Nginx (and the general class of highly concurrent servers) is good at handling lots of connections largely because it tries to minimize the resources (memory, process scheduler time, etc) required to manage each connection as it slowly feeds the result down the wire.

The application server generally wants an instance per CPU so that it can hurry up and crank through a memory-, cpu-, or database-hungry calculation in as few microseconds as possible, hand the resulting data back to the webserver and proceed to put the memory, DB, and CPU to the task of processing the next request.

This is in contrast to the (simplified here) old-school CGI way that say ancient Apache would receive a request, then fork off a copy of PHP or Perl for each one, letting the app get blocked by writing to the stdio pipe to Apache then Apache to the requesting socket. All the while maintaining a full OS process for each request in play.

lbotos · on Nov 11, 2014

This is an "application server". When you are doing anything that isn't PHP you basically need a process behind your web server (Apache/Nginx) that runs your actual ruby/python/java application code and speaks HTTP.

girvo · on Nov 11, 2014

Even in PHP you want that for decent performance: php-fpm is similar in concept to a Ruby/Python application server, albeit slightly different due to PHP being a web language first and foremost, and it's interesting execution method. Still, you run a process and connect nginx to it :)

jrochkind1 · on Nov 11, 2014

Even for PHP you do, it's just delivered as an apache module. (Passenger can be run as an apache module too, fwiw).

Although to be fair, the PHP model doesn't require a _persistent_ process between requests (I think?). But most other platforms do.

lucaspiller · on Nov 11, 2014

It isn't required for Ruby either, but loading a Rails app is slow so it's better to persist it between requests.

Rapzid · on Nov 11, 2014

Unless you also need high density multi-tenancy in which case you probably want to use mpm-itk for security..

est · on Nov 11, 2014

because you need something between your Ruby code and nginx/apache.

kondro · on Nov 11, 2014

Does this mean that the majority of the performance improvements over Puma actually come from the fact that they are using the considerably less battle-tested HTTP parser of PicoHTTPParser over the Mongrel one?

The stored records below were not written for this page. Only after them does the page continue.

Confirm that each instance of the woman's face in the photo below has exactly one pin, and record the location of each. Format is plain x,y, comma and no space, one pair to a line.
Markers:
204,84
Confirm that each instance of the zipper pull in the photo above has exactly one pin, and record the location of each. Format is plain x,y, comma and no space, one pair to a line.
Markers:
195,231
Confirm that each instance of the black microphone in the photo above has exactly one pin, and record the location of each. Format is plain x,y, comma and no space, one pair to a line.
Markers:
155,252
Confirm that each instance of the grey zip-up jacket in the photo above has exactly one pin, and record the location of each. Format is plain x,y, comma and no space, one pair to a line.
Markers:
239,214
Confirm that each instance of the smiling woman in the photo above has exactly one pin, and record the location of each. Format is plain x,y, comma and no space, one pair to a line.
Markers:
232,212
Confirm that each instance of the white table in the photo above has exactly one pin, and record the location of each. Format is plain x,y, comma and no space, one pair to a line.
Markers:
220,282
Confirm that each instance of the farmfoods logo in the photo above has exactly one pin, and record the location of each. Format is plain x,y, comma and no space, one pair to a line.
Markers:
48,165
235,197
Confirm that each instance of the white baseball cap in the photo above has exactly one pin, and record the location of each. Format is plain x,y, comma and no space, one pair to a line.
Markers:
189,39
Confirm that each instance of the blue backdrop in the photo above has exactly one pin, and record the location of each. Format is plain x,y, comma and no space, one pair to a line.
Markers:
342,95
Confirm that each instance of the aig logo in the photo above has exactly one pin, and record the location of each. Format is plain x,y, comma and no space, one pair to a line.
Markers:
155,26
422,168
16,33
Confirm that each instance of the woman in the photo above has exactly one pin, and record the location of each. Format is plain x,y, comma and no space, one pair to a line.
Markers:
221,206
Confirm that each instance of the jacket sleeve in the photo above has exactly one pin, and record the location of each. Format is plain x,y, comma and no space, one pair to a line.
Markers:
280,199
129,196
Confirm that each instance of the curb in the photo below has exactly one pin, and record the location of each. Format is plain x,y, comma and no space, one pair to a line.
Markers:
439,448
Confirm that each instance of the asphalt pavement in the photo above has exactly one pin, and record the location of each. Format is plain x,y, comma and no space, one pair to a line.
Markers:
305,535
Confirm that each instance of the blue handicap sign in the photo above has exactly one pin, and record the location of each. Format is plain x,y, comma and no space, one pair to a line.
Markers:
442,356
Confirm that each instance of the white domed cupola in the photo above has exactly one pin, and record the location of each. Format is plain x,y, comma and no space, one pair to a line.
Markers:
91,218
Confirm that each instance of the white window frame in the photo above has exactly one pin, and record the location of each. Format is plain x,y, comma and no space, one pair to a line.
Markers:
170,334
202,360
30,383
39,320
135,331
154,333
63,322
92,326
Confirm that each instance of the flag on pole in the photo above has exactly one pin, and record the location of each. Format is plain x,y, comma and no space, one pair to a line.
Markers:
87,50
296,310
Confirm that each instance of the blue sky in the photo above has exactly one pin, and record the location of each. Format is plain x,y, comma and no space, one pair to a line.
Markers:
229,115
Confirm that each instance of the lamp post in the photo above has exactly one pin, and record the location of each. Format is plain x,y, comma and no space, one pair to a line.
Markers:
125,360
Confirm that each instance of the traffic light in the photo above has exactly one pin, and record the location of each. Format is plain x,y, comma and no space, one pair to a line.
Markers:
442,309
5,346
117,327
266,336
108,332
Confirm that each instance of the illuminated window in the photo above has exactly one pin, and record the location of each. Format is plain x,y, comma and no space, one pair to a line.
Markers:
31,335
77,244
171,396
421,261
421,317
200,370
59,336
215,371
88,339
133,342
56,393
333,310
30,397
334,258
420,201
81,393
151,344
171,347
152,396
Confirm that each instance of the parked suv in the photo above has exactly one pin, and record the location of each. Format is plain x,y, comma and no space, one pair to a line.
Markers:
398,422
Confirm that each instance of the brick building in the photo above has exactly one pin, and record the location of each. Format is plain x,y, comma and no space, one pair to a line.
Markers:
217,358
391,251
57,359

Of course, this may be mitigated by the fact that any reasonable production environment will have a web server layer over the app server/s anyway for load balancing, fail-over and exploit detection/prevention anyway.

adamnemecek · on Nov 11, 2014

They actually aren't using PicoHTTPParser.

kondro · on Nov 11, 2014

Whoops! My reading skills need some work.